Salvatore Giujusa (Mazzarino), arruolatosi nell”Arma dei Carabinieri il 13 giugno 1938 venne assegnato al Comando di Legione di Trieste. Un anno dopo l’armistizio firmato dal governo Badoglio, l’arma dei carabinieri venne sciolta. Schieratosi nelle file dei partigiani venne fatto prigioniero il 28 settembre del 1944 in territorio Monte Croce, in Trentino, e deportato nel lager di Dachau in Germania. Fece ritorno a casa grazie alla liberazione avvenuta da parte degli anglo-americani quando si trovava insieme ad altre 80 persone davanti ad un forno crematorio.
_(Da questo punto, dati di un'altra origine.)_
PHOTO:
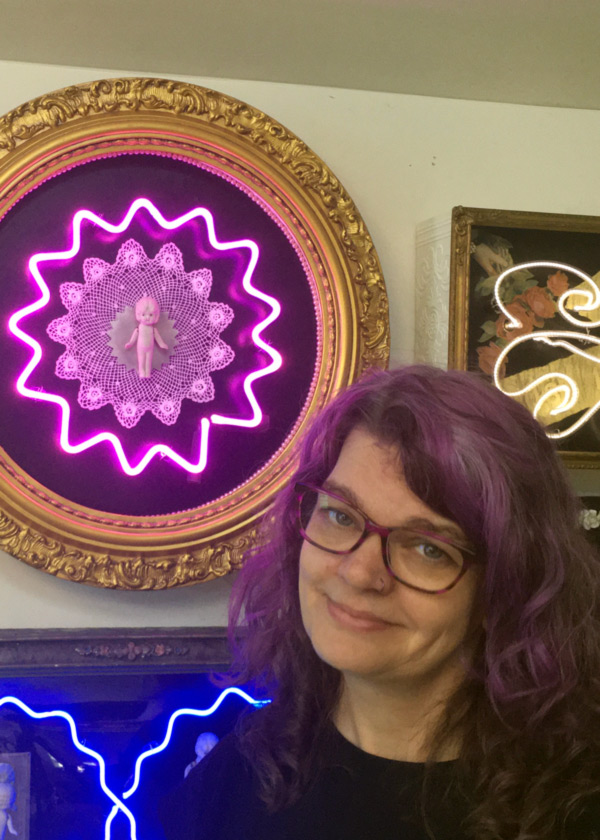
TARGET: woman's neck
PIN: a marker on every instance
(385, 721)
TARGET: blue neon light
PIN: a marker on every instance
(118, 805)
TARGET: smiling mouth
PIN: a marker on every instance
(355, 620)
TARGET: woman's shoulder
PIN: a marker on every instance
(587, 824)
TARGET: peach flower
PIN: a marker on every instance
(539, 301)
(488, 356)
(558, 283)
(518, 311)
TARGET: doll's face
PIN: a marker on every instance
(147, 311)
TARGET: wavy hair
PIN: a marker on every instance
(528, 709)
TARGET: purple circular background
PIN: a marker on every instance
(30, 429)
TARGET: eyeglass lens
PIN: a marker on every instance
(417, 559)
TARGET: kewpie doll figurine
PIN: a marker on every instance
(147, 312)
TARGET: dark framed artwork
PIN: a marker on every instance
(525, 311)
(185, 284)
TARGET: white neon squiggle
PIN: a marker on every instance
(109, 437)
(179, 713)
(569, 389)
(592, 298)
(118, 805)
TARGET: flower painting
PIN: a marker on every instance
(531, 293)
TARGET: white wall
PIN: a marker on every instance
(403, 159)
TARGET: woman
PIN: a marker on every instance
(424, 613)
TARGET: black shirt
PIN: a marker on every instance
(356, 796)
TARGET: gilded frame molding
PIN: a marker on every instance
(112, 116)
(464, 219)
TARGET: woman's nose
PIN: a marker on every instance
(364, 567)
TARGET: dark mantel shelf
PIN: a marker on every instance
(106, 650)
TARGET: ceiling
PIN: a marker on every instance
(543, 52)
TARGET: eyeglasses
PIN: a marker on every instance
(424, 561)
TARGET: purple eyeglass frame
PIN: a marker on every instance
(373, 528)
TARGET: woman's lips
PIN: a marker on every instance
(355, 620)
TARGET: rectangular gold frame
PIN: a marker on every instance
(463, 221)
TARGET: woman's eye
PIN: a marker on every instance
(340, 517)
(432, 552)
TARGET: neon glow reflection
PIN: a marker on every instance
(255, 415)
(118, 804)
(567, 391)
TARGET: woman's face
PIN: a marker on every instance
(359, 619)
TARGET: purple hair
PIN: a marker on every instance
(529, 708)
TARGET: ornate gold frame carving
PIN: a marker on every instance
(110, 116)
(463, 220)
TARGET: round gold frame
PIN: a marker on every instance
(110, 116)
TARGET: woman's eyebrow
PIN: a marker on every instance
(445, 529)
(341, 490)
(416, 523)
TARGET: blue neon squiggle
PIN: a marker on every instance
(179, 713)
(118, 805)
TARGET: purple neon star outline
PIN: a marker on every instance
(219, 419)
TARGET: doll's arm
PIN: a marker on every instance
(132, 340)
(159, 340)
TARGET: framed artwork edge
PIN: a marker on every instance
(131, 115)
(463, 219)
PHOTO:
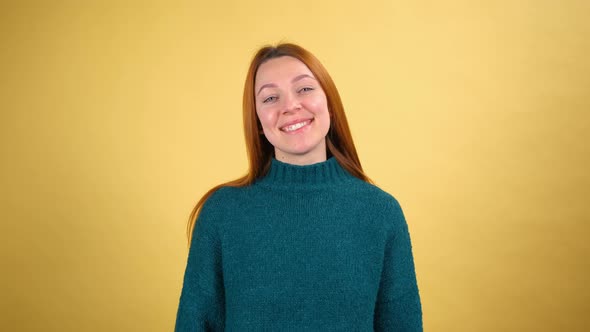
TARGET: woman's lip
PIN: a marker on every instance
(302, 123)
(294, 122)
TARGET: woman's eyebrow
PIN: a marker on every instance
(295, 79)
(302, 76)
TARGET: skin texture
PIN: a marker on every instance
(287, 93)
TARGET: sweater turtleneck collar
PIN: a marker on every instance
(322, 173)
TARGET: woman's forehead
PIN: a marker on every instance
(281, 69)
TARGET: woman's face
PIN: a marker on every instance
(293, 110)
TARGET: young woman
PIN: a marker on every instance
(304, 241)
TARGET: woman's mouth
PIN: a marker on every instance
(293, 127)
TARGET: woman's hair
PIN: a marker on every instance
(339, 142)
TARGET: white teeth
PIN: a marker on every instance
(296, 126)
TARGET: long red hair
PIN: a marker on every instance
(260, 152)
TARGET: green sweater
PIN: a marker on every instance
(306, 248)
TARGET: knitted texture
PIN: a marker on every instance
(306, 248)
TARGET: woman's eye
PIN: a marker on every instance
(269, 99)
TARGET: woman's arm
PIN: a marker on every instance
(398, 306)
(202, 301)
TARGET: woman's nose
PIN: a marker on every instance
(291, 103)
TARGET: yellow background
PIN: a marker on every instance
(116, 117)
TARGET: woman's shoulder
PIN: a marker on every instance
(373, 192)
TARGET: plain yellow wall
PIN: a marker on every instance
(116, 117)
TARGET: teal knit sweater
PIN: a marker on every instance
(306, 248)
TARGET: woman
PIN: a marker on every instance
(304, 241)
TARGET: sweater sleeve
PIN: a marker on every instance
(398, 306)
(202, 300)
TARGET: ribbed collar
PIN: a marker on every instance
(322, 173)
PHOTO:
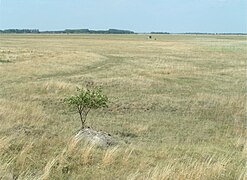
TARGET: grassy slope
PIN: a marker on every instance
(178, 102)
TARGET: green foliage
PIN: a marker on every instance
(85, 100)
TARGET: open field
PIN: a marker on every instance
(178, 103)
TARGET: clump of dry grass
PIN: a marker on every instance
(179, 104)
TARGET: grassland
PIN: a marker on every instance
(178, 103)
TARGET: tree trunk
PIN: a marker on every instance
(82, 121)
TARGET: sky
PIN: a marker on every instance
(138, 15)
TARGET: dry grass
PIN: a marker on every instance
(178, 103)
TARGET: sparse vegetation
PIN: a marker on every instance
(86, 100)
(178, 103)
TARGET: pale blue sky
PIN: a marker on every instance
(136, 15)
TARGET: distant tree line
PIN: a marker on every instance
(68, 31)
(159, 33)
(18, 31)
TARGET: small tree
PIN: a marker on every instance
(85, 100)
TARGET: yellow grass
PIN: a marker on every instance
(178, 105)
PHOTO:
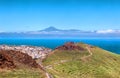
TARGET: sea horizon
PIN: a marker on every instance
(109, 44)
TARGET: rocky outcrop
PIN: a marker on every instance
(70, 46)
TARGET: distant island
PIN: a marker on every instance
(71, 60)
(52, 32)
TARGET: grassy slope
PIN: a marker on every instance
(67, 64)
(22, 73)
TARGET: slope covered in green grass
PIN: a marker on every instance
(97, 63)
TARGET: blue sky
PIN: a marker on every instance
(32, 15)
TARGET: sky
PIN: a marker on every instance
(33, 15)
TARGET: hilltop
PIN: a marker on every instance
(71, 60)
(68, 61)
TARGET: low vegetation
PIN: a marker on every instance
(68, 63)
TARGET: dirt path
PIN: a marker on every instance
(84, 58)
Nel 2018, in occasione della giornata della Memoria, il prefetto di Caltanissetta, Dott.ssa Maria Teresa Cucinotta ha consegnato ai famigliari di Salvatore Giujusa la medaglia d’onore alla memoria del Presidente della Repubblica.

Quest’anno, il 26 Gennaio, il Comune di Mazzarino intitolerà una via a Salvatore Giujusa, ex Via Pecorella.